There is No Agenda--Only a Story about a Father, a Daughter, and a War by Christal Presley
I don’t know enough about history to give you the context of any war. I don’t know enough about politics to be political. But with the pending publication of my memoir about my father’s return from Vietnam, Thirty Days with My Father: Finding Peace from Wartime PTSD, I am often asked what my agenda is. For when it comes to war, people expect you to take sides—to choose the “good guys” over the “bad,” to be pro-war or pro-peace, to choose right over wrong.
But few things are black and white, and for me, writing this book was never about having an agenda.
It was about telling a story, and trying desperately to reconnect with my father. You see, when my father was 18 years old, he was drafted to fight on the front-lines in Vietnam. It was his first trip anywhere. When he returned to his Appalachian hometown in Virginia, my family was grateful to have our soldier safely home. What we didn’t realize was that a part of him had been lost for good.
|Christal's Dad in Nam|
My father was disconnected from my mother and me, spent a big part of my childhood hiding in his room, gravitating between depression and rage. He was unable to participate in birthdays or Christmases, for the closeness of being with his family was unbearable.
My family never spoke about the war that raged within our home. Though it lived under the surface of every facet of our lives, we tried to will it away by pretending it didn’t exist.

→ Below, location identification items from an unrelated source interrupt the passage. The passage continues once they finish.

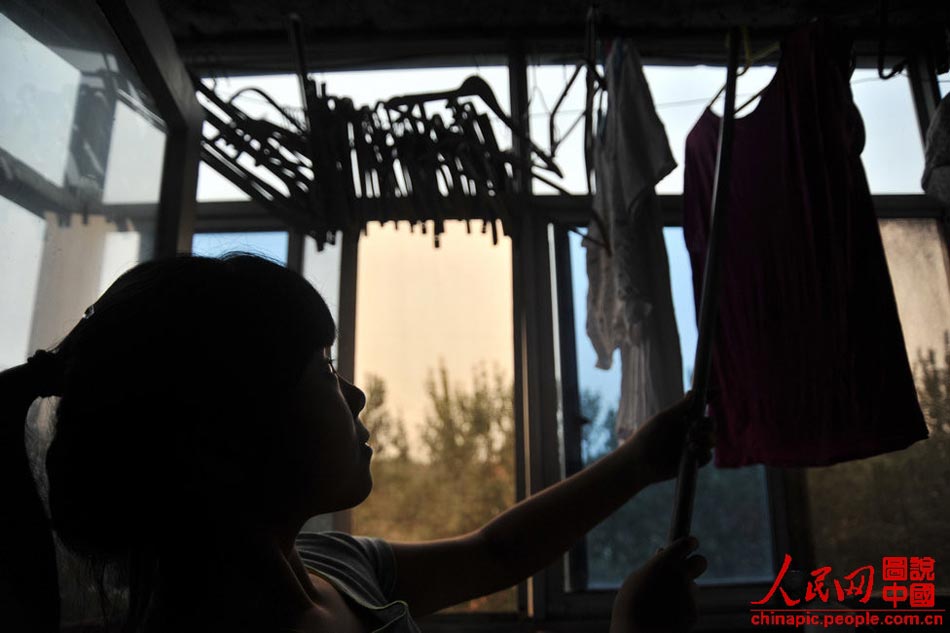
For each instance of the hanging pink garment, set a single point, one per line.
(809, 363)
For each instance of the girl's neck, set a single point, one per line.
(231, 582)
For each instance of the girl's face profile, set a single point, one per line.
(326, 447)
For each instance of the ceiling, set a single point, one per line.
(254, 34)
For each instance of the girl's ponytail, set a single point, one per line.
(29, 587)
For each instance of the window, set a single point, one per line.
(434, 356)
(883, 103)
(76, 210)
(270, 244)
(731, 515)
(426, 351)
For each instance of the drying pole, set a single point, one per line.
(686, 480)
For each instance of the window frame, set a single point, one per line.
(543, 598)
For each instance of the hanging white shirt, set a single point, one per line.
(629, 302)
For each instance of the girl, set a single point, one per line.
(201, 422)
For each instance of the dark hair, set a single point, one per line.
(176, 348)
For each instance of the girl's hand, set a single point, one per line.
(659, 442)
(660, 596)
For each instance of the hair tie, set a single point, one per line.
(47, 373)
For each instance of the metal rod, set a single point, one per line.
(708, 307)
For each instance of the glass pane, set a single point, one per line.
(271, 244)
(679, 93)
(890, 124)
(731, 516)
(213, 187)
(82, 147)
(896, 504)
(545, 84)
(365, 87)
(434, 355)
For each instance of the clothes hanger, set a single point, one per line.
(475, 86)
(589, 64)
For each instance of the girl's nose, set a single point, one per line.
(354, 396)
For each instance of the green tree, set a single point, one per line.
(464, 476)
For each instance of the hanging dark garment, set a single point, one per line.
(809, 364)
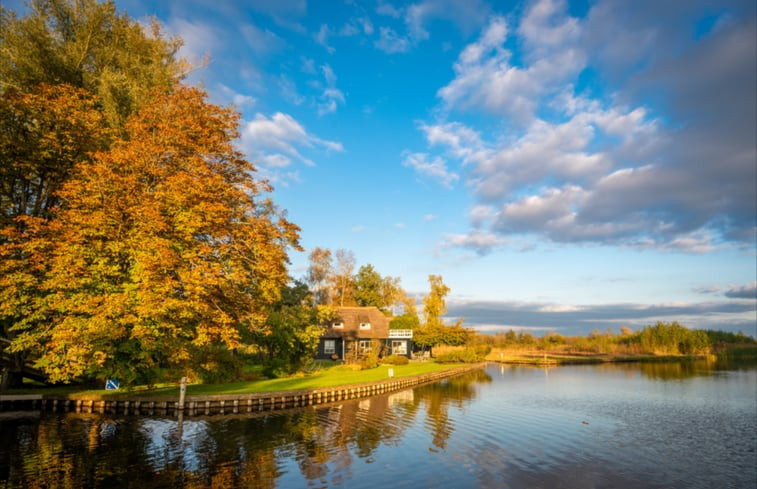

It would be thirty years before I finally risked asking my father about what happened to him back then. Somehow I had a hunch that trying to understand his suffering might be the key to understanding my own. For like my father, I had been diagnosed with PTSD, though I had never been to war myself.
|Christal as a child|
Ernst Toller once said, “At that moment of realization I knew I had been blind because I had wished not to see.” Perhaps this is my agenda, if I have one at all: to help myself to see. And if I am lucky, the experiences I am finally—after all these years—able to articulate in my book will help others see that the invisible wounds of war can go on and on as long as they remain silent and closeted.